Here's a simplified example of what I've done so far. The code compiles and works as expected.
constexpr auto make_vector() {
// complex calculation here
return std::vector{1, 2, 3};
}
constexpr auto make_array() {
const auto vec = make_vector();
std::array<int, make_vector().size()> result{};
std::copy(vec.cbegin(), vec.cend(), result.begin());
return result;
}
int main() {
constexpr auto result = make_array(); // std::array<int, 3>{1, 2, 3}
}
I understand why it's not possible to use vec.size() for the array size and why make_vector().size() produces a compile-time constant. It just doesn't seem the right approach to do it twice.
Is there a way to avoid calling make_vector twice? Am I missing a basic concept here?
Is there a way to avoid calling
make_vectortwice? Am I missing a basic concept here?
Not until C++26 at least. The fundamental issue is that std::vector allocates memory, so you cannot simply store it in a constexpr variable (despite it being a literal type) so that its size and contents can be used arbitrarily. A std::vector can only live temporarily during a constant expression(1).
During this first constant expression, the .size() is not a constant expression, and there's no way to "elevate it to that status".
Therefore, you don't know the size of the array you're creating, and the vector contents are wasted the first time(2).
This issue is also the motivation in P0784: More constexpr containers(3):
Amongst other things, the lack of variable size [constexpr] containers forces them to use primitive fixed-size data structures in the implementation, and to parse the input JSON string twice; once to determine the size of the data structures, and once to parse the JSON into those structures.
You're not the first to run into this problem, and you'll just have to be patient until the C++ committee and compiler developers figure this one out.

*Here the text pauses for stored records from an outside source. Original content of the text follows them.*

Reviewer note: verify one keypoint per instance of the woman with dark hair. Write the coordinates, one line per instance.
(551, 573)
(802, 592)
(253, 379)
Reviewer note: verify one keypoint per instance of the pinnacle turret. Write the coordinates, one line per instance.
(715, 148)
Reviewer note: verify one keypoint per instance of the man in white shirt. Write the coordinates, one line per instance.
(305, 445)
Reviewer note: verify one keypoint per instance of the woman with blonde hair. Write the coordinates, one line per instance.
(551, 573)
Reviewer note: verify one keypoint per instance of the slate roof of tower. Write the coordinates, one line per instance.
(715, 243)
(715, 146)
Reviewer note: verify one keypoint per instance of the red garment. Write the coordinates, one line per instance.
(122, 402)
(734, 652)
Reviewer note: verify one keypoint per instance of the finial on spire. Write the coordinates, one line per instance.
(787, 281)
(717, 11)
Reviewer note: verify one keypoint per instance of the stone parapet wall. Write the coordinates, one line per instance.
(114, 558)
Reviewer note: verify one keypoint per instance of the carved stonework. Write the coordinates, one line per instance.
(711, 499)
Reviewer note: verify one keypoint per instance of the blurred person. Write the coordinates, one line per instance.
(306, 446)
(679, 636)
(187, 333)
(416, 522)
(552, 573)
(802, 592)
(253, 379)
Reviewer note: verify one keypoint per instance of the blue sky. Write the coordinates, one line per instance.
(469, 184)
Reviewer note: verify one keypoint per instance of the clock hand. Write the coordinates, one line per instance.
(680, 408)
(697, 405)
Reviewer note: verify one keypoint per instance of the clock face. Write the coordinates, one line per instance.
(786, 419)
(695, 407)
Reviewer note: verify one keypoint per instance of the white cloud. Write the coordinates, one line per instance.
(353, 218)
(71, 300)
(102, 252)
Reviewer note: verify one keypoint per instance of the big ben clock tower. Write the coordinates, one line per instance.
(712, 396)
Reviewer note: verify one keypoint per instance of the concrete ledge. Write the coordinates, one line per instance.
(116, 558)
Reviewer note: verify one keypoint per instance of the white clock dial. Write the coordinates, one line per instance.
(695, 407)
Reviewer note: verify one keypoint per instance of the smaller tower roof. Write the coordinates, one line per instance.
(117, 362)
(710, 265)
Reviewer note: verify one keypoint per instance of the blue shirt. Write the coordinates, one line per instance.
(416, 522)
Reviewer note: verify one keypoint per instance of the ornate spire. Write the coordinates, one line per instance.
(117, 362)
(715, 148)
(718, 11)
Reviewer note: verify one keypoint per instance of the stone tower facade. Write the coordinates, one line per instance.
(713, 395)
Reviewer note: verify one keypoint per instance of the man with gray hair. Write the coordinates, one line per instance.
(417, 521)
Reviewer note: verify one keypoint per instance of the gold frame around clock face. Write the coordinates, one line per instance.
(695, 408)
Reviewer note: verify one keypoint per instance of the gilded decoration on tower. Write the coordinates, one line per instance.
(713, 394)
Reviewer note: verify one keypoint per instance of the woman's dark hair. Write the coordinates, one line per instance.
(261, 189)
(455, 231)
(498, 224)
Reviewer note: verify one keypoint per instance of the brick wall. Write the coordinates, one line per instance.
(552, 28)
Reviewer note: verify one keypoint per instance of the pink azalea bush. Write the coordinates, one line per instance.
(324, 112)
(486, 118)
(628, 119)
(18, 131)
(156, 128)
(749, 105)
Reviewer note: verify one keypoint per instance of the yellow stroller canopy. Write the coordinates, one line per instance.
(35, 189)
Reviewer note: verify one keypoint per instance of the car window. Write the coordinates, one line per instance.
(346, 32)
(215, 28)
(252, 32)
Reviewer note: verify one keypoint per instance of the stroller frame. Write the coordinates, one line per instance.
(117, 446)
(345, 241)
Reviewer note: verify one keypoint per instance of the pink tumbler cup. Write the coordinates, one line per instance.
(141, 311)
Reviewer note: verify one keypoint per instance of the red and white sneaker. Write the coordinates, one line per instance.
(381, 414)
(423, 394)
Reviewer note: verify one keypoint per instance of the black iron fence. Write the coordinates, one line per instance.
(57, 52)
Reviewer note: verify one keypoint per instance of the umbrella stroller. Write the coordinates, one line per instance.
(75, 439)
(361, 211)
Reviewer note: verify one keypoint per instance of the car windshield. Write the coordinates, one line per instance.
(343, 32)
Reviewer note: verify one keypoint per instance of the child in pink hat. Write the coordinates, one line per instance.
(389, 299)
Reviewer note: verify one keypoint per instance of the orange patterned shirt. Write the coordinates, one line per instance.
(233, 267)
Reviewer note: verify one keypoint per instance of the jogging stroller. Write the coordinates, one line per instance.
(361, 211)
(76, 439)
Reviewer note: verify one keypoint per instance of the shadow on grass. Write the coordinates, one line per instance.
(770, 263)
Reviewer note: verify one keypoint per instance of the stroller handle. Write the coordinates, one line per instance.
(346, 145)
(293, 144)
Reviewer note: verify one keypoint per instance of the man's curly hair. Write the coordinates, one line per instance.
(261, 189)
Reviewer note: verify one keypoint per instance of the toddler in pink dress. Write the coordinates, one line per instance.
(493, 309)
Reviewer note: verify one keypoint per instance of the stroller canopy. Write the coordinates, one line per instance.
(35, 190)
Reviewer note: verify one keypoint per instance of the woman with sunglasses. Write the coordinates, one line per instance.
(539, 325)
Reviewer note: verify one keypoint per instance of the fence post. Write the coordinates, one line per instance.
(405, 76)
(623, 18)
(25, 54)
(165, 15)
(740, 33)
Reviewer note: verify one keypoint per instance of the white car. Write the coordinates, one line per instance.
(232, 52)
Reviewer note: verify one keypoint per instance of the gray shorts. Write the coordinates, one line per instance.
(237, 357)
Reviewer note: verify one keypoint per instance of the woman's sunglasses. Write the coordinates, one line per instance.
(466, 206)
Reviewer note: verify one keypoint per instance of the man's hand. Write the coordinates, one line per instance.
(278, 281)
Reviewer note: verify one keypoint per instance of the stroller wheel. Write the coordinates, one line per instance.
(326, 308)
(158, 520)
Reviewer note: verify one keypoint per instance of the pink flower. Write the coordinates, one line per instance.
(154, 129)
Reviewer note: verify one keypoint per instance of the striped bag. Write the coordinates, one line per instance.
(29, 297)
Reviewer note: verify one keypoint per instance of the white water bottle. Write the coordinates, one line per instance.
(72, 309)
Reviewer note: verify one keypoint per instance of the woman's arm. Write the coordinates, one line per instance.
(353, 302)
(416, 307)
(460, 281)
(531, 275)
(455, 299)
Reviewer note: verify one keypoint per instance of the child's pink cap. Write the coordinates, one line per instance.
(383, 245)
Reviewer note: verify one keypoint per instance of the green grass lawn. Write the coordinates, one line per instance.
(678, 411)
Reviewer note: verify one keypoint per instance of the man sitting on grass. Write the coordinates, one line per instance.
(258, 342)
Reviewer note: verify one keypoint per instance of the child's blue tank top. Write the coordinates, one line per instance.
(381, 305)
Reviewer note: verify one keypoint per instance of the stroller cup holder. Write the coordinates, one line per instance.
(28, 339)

(1) The reason is that even though std::vector can use new in constant expressions, all memory must be de-allocated before the end of the constant expression. This is referred to as "transient allocations".
(2) As commenter @HolyBlackCat has pointed out, it's possible that your compiler memoizes the call to make_vector() so that even though you call it twice, the function doesn't need to be evaluated twice.

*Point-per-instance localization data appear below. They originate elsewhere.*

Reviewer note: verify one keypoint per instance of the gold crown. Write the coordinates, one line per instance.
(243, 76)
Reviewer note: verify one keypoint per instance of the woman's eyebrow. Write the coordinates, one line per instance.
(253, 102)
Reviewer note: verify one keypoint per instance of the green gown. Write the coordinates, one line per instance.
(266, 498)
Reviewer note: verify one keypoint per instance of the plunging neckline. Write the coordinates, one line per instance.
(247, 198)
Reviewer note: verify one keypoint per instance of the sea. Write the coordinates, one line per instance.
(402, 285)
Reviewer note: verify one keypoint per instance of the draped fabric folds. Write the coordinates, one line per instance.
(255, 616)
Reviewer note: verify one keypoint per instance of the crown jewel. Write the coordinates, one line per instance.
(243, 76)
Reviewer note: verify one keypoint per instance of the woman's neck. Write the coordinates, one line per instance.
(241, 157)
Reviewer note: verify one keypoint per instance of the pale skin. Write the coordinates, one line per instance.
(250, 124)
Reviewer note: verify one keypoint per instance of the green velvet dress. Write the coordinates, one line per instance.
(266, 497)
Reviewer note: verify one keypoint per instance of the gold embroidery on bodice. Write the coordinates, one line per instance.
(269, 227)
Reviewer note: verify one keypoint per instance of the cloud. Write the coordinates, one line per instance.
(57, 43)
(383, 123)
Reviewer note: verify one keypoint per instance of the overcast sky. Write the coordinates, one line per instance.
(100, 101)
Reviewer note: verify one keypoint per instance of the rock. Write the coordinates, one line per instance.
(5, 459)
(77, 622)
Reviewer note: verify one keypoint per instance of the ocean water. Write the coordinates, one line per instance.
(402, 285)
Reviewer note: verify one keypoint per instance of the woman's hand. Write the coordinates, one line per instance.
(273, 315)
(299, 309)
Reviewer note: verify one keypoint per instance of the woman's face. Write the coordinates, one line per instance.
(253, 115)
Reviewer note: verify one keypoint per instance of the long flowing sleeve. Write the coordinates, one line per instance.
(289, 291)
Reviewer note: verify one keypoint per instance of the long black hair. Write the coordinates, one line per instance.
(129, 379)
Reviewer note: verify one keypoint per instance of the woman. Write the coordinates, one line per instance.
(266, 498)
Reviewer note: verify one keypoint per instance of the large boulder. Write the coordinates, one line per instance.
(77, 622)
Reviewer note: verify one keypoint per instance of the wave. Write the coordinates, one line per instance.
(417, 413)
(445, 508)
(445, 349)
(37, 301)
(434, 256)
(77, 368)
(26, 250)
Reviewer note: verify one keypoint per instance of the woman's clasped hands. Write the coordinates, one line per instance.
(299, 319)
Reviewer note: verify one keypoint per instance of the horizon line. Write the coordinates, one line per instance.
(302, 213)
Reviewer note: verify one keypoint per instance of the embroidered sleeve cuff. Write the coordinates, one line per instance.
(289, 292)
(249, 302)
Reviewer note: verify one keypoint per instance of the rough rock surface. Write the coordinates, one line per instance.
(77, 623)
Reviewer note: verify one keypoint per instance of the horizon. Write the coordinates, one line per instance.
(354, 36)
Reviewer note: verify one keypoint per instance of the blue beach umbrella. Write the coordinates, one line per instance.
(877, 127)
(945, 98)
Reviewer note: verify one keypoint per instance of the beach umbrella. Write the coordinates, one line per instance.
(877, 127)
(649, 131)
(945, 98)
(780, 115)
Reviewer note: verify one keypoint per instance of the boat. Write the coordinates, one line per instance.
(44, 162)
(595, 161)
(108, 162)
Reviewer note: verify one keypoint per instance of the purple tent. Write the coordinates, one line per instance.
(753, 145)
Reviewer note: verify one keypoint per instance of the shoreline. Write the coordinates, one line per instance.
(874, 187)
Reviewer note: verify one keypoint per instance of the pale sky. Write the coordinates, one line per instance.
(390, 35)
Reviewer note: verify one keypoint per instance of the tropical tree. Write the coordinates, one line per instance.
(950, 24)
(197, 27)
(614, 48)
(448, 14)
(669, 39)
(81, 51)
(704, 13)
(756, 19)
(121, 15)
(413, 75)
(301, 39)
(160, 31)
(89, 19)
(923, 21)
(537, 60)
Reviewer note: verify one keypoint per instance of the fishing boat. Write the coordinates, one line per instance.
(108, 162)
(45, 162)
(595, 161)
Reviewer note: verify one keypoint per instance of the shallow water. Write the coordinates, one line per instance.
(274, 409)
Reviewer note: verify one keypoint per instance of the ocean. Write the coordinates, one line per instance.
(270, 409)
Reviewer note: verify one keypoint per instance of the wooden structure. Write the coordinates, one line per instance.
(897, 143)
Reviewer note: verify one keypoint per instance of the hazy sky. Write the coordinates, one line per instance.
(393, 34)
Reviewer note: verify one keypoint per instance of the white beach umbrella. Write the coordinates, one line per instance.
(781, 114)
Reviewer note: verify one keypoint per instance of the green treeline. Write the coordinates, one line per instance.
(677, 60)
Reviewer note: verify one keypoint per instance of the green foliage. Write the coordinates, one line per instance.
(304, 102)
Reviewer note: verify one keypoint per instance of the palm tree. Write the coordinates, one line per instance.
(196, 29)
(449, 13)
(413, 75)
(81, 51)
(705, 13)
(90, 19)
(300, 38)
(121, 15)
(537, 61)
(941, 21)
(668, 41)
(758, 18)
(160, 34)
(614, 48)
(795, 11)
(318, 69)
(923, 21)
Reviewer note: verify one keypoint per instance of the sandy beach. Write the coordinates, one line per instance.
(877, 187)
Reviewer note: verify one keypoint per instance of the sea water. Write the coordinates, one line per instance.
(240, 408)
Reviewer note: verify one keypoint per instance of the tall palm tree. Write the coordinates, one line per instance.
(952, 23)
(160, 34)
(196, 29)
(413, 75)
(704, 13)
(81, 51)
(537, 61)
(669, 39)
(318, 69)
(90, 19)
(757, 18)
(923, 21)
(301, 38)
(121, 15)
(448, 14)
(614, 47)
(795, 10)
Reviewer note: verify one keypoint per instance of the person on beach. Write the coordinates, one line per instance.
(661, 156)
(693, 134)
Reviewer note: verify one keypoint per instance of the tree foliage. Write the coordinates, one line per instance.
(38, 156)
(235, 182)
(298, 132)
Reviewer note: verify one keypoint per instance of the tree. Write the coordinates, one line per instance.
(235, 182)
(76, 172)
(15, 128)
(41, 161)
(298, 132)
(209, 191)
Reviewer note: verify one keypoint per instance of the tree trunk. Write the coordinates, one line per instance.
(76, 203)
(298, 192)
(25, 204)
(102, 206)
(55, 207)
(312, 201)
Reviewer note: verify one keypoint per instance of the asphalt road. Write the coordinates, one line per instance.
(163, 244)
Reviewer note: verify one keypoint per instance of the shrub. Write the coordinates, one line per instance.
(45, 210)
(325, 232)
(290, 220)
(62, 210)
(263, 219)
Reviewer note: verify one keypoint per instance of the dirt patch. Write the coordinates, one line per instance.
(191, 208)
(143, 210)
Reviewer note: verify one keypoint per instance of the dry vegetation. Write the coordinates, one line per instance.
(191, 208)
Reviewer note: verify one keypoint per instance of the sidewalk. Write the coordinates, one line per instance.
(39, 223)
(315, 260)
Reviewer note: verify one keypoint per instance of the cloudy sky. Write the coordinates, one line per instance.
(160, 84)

(3) This paper has been accepted into C++20, but does not yet solve the issue with wasted container creation.
There is a good chance that your problem will be solved to some extent in C++26, assuming P3032: Less transient constexpr allocation (and more consteval relaxation) is accepted. With this proposal, you could write:
consteval auto make_array() {
constexpr auto vec = make_vector();
std::array<int, make_vector().size()> result;
std::ranges::copy(vec, result.begin());
return result;
}
The solution relies on the fact that the allocation done by make_vector() doesn't escape the surrounding constant expression because make_array() is consteval.

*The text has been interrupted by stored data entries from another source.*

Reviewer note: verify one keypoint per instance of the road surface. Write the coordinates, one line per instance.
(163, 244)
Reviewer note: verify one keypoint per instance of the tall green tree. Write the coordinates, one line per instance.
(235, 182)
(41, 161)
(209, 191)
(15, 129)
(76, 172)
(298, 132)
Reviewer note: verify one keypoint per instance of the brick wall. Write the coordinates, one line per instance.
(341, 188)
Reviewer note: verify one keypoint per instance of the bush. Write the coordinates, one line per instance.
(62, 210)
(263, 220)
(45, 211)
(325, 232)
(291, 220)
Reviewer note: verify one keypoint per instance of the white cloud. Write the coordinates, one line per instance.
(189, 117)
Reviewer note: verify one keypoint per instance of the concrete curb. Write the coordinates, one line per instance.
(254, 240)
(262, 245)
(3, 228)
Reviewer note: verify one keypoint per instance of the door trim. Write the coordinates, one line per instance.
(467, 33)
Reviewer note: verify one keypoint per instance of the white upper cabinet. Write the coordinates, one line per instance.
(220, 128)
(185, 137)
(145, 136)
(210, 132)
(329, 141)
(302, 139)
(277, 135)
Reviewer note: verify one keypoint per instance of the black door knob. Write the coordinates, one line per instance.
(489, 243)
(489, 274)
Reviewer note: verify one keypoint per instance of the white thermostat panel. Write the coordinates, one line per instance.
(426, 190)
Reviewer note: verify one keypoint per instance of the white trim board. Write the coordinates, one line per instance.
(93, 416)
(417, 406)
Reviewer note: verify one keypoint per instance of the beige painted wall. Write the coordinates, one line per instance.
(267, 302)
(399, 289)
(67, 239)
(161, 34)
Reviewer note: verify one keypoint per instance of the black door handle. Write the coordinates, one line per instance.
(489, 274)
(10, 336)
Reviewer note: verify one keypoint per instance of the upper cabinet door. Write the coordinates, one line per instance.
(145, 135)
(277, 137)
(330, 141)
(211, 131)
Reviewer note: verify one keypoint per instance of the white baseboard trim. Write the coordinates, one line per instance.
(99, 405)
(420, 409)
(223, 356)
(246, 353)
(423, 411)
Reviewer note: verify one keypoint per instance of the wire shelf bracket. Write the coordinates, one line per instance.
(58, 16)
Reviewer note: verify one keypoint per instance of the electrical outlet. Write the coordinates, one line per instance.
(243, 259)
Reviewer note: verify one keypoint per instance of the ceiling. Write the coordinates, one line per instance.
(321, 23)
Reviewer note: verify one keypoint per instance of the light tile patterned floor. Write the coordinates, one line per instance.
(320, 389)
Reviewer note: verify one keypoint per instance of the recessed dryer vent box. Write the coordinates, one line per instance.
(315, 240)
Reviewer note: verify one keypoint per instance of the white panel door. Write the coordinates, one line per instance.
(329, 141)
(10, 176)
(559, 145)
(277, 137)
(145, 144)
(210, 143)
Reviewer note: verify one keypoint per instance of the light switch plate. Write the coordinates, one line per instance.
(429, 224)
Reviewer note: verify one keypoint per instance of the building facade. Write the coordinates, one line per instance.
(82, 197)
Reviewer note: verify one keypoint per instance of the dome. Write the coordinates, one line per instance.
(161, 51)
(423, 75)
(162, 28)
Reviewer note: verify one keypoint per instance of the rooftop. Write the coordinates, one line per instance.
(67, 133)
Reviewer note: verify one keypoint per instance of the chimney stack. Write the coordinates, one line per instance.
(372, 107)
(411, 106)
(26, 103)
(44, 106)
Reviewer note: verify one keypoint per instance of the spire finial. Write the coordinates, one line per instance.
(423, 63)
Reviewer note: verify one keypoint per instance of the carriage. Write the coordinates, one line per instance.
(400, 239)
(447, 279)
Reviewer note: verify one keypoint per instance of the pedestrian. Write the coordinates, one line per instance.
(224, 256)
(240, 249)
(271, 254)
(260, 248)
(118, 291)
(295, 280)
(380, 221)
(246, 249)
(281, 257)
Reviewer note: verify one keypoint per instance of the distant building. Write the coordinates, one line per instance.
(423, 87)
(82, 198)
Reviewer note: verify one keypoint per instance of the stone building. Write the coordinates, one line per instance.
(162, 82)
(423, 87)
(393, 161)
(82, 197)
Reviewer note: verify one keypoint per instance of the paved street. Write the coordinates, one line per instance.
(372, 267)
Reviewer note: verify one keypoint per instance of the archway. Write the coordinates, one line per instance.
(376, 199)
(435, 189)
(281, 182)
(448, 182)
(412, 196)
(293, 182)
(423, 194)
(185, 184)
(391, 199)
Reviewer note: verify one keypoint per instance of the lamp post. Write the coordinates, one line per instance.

No memory is actually "leaked" to run-time, so vec can be constexpr, giving us access to both the data and the size.
An older paper addressing the issue more completely is P1974: Non-transient constexpr allocation. The key issue is that any T* allocated at compile time and stored in a constexpr variable (directly, or through a container) can point to mutable memory. This constness issue means that a constexpr std::vector<std::string> would contain a mixture of mutable/immutable pointers (akin to char ** const), and that breaks the assumption that we can omit delete entirely and keep static memory instead. Refer to the paper for more details.